Middle East & North Africa
- Rafael has completed a successful test firing demonstration with its Protector unmanned surface vehicle (USV). The remote controlled platform conducted a series of launches with a variety of munitions, including the company’s Spike missile, as well as performing maneuvers and demonstrating its targeting capabilities. Protectors have already been procured by various navies, including those in Singapore, Israel and the US, and offers operators a platform that can conduct operations without revealing its identity to hostile forces.
- Norway’s Kongsberg has teamed up alongside Germany’s Thyssenkrupp Marine Systems and Atlas Elektronik to form a joint venture aimed at supplying combat systems for Thyssenkrupp submarines. The announcement follows an earlier Norwegian government announcement last month that they had chosen Germany as a strategic partner for their new submarine procurement program. The Norway-based new venture will be part-owned by both the Norwegian and German partners, and the new company will be responsible for the development, production and maintenance of combat systems. Speaking on the joint venture, Kongsberg President and CEO Geir Haøy said the agreement has potential to earn Kongsberg in excess of $1.8 billion over the next ten years and will mark a significant increase in activity and employment in the Norwegian industry.
- Safran has been selected by the UK’s Military Flying Training System program to assist in servicing engines of rotary-wing aircraft flown by Britain’s Defense Helicopter Flying School. The 17-year, by-the-hour contract follows an earlier agreement signed with UK’s defense ministry in July 2016, when they were selected to supply Arrius 2B2 and Arriel 2E turbines for the country’s H135 and H145 fleets. Work will be carried out in partnership with Airbus helicopters and it is believed Safran will earn over $100 million over the course of the contract.
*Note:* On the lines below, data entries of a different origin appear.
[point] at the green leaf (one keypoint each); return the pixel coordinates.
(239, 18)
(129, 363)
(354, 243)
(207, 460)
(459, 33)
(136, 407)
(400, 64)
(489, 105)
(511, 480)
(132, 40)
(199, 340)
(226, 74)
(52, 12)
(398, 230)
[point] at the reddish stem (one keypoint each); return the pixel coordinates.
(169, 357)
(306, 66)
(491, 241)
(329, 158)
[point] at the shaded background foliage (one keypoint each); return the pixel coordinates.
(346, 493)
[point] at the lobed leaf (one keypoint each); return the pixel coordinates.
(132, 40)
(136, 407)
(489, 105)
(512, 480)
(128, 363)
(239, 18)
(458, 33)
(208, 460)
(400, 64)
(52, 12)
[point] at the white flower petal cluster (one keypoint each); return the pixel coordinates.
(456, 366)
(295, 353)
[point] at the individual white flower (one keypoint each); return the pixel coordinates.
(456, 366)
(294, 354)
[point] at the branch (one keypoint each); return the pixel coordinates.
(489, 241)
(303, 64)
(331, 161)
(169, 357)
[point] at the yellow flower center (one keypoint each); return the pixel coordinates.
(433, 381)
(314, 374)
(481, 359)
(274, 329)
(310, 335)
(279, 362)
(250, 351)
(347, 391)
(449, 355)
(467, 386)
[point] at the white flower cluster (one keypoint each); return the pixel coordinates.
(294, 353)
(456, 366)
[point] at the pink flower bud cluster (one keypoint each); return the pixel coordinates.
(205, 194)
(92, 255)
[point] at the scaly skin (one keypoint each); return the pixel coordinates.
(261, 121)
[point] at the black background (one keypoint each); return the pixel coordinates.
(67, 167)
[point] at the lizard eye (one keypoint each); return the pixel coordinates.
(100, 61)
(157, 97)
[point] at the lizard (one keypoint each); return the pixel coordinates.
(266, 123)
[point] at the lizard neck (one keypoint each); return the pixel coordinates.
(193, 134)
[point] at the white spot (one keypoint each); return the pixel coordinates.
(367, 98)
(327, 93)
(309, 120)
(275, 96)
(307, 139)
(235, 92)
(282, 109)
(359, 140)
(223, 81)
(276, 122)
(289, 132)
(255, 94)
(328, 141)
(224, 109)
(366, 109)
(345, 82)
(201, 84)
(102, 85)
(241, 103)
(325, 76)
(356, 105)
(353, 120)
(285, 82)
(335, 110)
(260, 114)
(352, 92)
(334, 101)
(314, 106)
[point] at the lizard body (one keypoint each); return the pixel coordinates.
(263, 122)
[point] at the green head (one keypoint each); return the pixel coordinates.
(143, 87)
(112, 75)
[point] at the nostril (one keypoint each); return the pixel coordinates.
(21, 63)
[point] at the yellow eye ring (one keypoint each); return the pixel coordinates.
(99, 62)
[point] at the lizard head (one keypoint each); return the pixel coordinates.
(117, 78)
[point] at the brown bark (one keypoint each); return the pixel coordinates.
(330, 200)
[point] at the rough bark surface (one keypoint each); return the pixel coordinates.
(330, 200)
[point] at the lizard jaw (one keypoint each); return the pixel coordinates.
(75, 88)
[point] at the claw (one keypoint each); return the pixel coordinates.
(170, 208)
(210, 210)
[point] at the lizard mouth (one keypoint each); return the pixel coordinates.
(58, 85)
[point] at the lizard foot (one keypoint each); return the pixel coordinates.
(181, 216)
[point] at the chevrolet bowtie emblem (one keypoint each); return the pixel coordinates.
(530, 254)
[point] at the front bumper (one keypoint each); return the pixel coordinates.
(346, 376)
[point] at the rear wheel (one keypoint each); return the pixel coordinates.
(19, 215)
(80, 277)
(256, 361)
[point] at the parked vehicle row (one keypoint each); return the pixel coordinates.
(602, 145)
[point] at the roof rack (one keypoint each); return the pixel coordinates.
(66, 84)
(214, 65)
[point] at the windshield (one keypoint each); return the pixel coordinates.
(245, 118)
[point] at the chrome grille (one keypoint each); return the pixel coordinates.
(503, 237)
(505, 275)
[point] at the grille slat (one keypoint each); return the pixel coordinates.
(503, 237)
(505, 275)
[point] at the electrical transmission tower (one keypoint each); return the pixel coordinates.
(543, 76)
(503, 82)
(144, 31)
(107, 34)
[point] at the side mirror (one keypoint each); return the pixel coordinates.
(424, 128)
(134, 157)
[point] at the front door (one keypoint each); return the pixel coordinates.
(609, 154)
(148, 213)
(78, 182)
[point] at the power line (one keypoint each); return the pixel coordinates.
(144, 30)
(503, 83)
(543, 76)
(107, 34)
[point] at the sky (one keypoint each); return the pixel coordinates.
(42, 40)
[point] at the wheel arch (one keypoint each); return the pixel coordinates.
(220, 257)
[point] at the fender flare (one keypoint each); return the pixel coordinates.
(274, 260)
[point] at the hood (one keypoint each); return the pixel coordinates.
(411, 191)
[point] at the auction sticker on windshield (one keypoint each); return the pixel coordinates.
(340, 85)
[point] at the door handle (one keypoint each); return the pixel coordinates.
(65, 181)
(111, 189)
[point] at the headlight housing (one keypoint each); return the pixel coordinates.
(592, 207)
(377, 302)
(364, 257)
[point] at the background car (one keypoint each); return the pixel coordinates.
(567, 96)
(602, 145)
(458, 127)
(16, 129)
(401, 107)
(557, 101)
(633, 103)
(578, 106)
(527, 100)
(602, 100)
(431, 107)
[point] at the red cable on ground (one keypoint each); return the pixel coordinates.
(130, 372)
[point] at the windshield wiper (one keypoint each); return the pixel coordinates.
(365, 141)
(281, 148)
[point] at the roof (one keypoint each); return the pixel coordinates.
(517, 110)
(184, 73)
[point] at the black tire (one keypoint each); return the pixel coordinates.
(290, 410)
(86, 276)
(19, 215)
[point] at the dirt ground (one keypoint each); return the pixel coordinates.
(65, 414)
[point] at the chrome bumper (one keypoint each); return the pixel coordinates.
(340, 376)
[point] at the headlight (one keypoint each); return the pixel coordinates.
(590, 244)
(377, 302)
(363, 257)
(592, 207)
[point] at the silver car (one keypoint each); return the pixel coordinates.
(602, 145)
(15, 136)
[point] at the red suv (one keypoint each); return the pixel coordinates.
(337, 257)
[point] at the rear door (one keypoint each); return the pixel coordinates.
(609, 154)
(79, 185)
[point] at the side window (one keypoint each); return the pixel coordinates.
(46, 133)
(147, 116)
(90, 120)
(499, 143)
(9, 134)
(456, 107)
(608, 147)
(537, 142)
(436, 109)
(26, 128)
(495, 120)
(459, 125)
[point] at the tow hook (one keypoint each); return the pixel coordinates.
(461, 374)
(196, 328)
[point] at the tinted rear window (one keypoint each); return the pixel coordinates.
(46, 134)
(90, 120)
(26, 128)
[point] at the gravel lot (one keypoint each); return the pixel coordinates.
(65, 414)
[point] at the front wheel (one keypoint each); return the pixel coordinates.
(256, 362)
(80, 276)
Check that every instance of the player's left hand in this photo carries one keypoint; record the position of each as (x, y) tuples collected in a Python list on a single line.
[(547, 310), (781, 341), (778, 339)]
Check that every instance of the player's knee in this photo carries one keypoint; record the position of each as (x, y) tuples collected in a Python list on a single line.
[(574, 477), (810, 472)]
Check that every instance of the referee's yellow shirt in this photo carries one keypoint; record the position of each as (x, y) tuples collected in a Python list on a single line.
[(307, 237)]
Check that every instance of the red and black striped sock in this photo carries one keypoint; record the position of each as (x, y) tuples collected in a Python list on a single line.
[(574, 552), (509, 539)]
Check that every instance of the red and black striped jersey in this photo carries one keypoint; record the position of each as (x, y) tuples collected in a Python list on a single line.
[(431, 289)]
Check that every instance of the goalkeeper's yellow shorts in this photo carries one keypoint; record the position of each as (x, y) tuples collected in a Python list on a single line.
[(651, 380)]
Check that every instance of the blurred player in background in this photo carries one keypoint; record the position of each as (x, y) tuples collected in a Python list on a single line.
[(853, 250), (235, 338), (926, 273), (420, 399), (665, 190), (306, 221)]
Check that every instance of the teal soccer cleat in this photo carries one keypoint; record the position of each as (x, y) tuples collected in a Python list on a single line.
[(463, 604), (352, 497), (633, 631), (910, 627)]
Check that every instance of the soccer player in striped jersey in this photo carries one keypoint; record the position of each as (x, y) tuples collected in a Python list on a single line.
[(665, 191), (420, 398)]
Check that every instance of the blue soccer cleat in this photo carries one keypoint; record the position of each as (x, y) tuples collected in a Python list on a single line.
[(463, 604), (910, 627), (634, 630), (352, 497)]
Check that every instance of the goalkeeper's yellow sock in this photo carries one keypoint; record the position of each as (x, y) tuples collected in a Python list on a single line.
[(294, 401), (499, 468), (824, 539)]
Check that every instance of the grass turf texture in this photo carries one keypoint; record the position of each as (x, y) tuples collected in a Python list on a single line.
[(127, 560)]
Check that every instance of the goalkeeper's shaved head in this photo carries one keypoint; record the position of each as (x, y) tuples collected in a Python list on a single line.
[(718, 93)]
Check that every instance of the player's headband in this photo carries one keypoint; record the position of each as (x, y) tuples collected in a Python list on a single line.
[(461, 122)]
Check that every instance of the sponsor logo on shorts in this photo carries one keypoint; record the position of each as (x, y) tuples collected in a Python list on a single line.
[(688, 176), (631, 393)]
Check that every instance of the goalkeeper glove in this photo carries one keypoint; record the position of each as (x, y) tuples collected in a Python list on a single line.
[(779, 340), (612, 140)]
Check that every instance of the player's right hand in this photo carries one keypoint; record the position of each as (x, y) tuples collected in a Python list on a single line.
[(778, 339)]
- Saab has opened an office in the Philippines as the Swedish defense firm looks to sell its JAS-39 Gripen fighter to the archipelago nation. The office was opened by Swedish Ambassador Harald Fries who said that his embassy will invite Swedish companies who do good work in terms of social responsibility to have an exchange with both government agencies, labor unions, and Filipino companies. Alongside air defense, Saab is also looking to offer coastal surveillance equipment and even submarines to the Philippines in order to profit from Manila’s maritime modernization efforts.
- Taiwanese media has reported that the US has sent personnel, including officials from Raytheon, to inspect Taiwan’s PAC-3 air defense systems. Two batteries have been in place in Hualian and Taitung since earlier this year, replacing the older Hawk air defense system, and the inspection is being seen as a signal that the deployments may become permanent. Meanwhile, South Korea’s deployment of the Terminal High Altitude Area Defense (THAAD) has started a debate in Taiwan at the possible deployment of THAAD on the island. Defense Minister Feng Shih-kuan, however, has publicly voiced his opposition against a THAAD presence in Taiwan, saying the island had no need to be drawn into other countries’ conflicts.
- Attack drones will be deployed to South Korea by the US as tensions rise on the peninsula over the deployment of THAAD. The decision to deploy the MQ-1C Grey Eagles to Korea come as part of a wider plan to deploy a company of the attack drones with every division in the US Army. Speaking on the announcement, United States Forces Korea spokesman Christopher Bush added that the Grey Eagle’s will provide a “significant intelligence, surveillance and reconnaissance capability to US Forces Korea and our ROK partners.” These ongoing tensions are taking place at a time when South Korean voters are scheduled to go to the polls on May 9 in order to elect a new president following the impeachment and dismissal last week of its former president, Park Geun-hye, and policy on North Korea and the THAAD system are likely to be contentious issues in the campaign.